Tinder announced yesterday that its users in the United States can now run background checks in-app to screen their matches for possible violent or harmful past behavior.
The checks will be made through the nonprofit Garbo. It is an online background check platform and Match Group invested in the platform for an undisclosed sum last March.
Starting this week, Tinder users in the US can tap on the blue shield from anywhere in the app, navigate to the Safety Center from there, then the tools section where they’ll see a Garbo article. Next, they will tap on the Garbo article where they’ll be given directions to Garbo’s website. In the website, users will fill in basic information – first name and phone number – about their match.

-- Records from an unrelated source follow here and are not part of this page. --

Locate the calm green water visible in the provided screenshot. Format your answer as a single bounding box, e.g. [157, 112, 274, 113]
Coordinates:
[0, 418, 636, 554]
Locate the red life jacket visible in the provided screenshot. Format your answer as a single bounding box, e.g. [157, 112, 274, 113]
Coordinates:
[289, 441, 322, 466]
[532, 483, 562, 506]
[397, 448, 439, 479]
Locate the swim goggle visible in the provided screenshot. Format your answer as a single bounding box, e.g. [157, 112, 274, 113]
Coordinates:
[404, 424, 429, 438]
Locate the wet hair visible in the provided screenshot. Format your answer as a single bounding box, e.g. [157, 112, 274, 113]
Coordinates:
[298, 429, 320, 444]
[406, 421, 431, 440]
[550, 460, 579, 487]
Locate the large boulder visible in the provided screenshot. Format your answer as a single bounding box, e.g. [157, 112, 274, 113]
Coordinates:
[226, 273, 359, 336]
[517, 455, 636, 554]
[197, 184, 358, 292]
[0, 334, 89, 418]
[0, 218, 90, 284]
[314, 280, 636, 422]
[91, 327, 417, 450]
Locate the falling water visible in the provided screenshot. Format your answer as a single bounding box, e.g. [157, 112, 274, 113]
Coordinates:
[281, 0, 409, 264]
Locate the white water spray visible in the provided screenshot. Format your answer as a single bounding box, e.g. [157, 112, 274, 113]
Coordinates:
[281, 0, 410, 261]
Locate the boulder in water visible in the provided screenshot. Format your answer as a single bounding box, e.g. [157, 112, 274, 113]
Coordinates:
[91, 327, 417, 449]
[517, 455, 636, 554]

If Garbo can’t locate a unique match, the search will not return any results and they’ll prompt you for more information, including their age. Once Garbo has surfaced a result, users can choose what to do with that information. Members are encouraged to report a match to Tinder if they are found to have a history of violence.
“For far too long women and traditionally marginalized groups have faced many barriers to resources and safety,” said Tracey Breeden, Head of Safety and Social Advocacy at Match Group. “Garbo’s thoughtful and innovative consumer background checks will drive the industry forward while empowering people with critical information to help inform personal safety choices.”
Match Group also announced that it is partnering with the National Domestic Violence Hotline to give users the ability to live chat with highly-trained advocates. The feature is designed for users who are “seeking more information about healthy relationships and relationship abuse.”
“We know that the biggest indicator of future abuse or violence is a history of these types of behaviors. Whether it’s online dating or the dozens of other ways we meet strangers in today’s digital age, we should know if we’re potentially putting our safety at risk,” said Garbo founder Kathryn Kosmides. “We want to protect those most vulnerable to experiencing harm both online and offline and this is just the first step in delivering on our mission to help proactively prevent harm in the digital age.”